Neil Bartlett on an unconventional music-hall pioneer


Have you ever wished you could travel in time? A visit to newly renovated 1863 theatre Hoxton Hall lets you do just that. One minute, you’re on a tatty side street in Hackney, surrounded by kebab shops and cafés. The next, you’re in sumptuous music hall where ordinary Victorian Londoners came to play, flirt, and be entertained. Playwright Neil Bartlett was immediately seduced by Hoxton Hall’s charms: the balcony with its metal railings, the plushy red seats and crystal-clear acoustics – a world away from the vast theatres of the West End. “There’s nothing stuck up about these places,” he says. "There would have been direct access to the bar during the performances, for drinking and talking and smoking ... [and] all rooms had fireplaces, so everyone knew to keep their crinoline out of the way.” It's a perfect setting for his play about infamous music-hall artiste Ernest Boulton, who shocked Victorian Britain with his crossdressing alter-ego, Stella. The size of Hoxton Hall means that performers are never more than 25 feet away from audience members – an intimacy that has fed directly into Bartlett's script.
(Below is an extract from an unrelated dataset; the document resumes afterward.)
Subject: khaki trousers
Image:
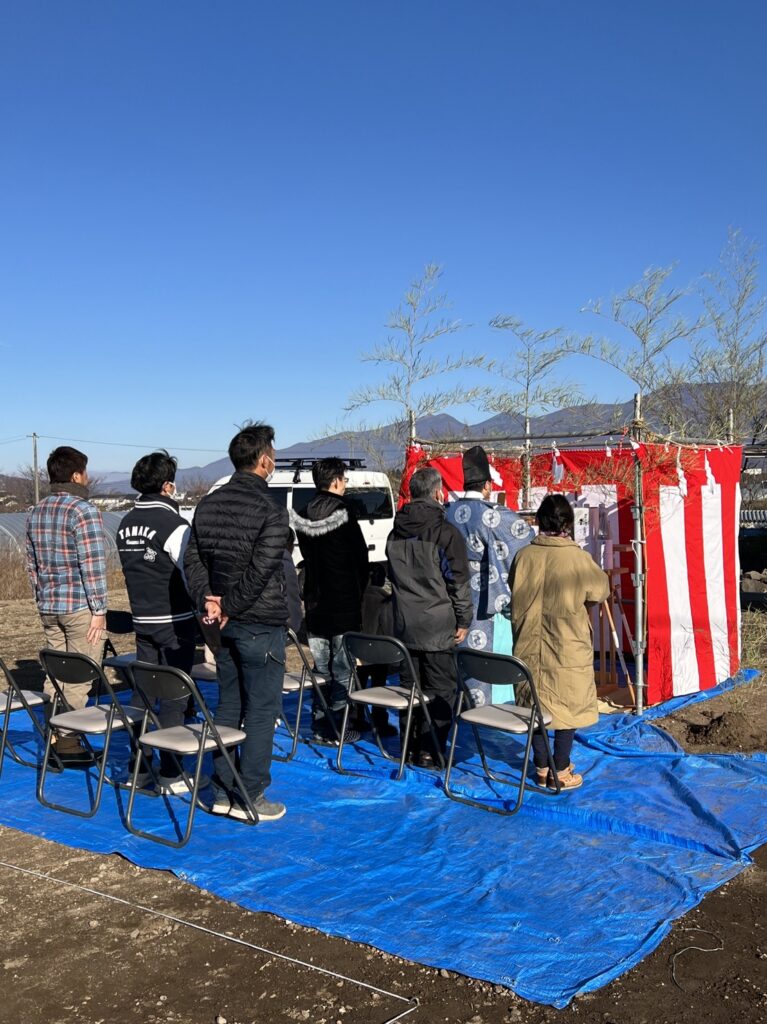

What he's created, he says, is "less a play, more an encounter. You get to meet Stella, and she talks to you about her life, as a contemporary." It was a truly astonishing double life. By day, Ernest Boulton was the well-behaved son of a bank manager. By night: a courtesan, stage performer, even the mistress of a Conservative MP. For Bartlett, Stella demonstrates that Victorian England was never quite as straitlaced as we imagine. She's also, he says, a source of inspiration: "The questions that she asks us never change. Are you living your life, or are you living somebody else's? And how do you summon up the nerve to really live as yourself?" Today, all we have to remember Stella's performances are a few elegantly posed photos. It's impossible to exactly recreate her magic. But over a career spanning 30 years, during which time he's produced a dazzling body of plays, Bartlett has learned to accept theatre's fleeting and fluid nature. "Every piece of work lives twice," he explains. "Once when you’re in the room with it, and then again in your memory. But the art of creating of memorable evening is to embrace, absolutely, the sense that this is happening right here, right now, and then it will be gone forever."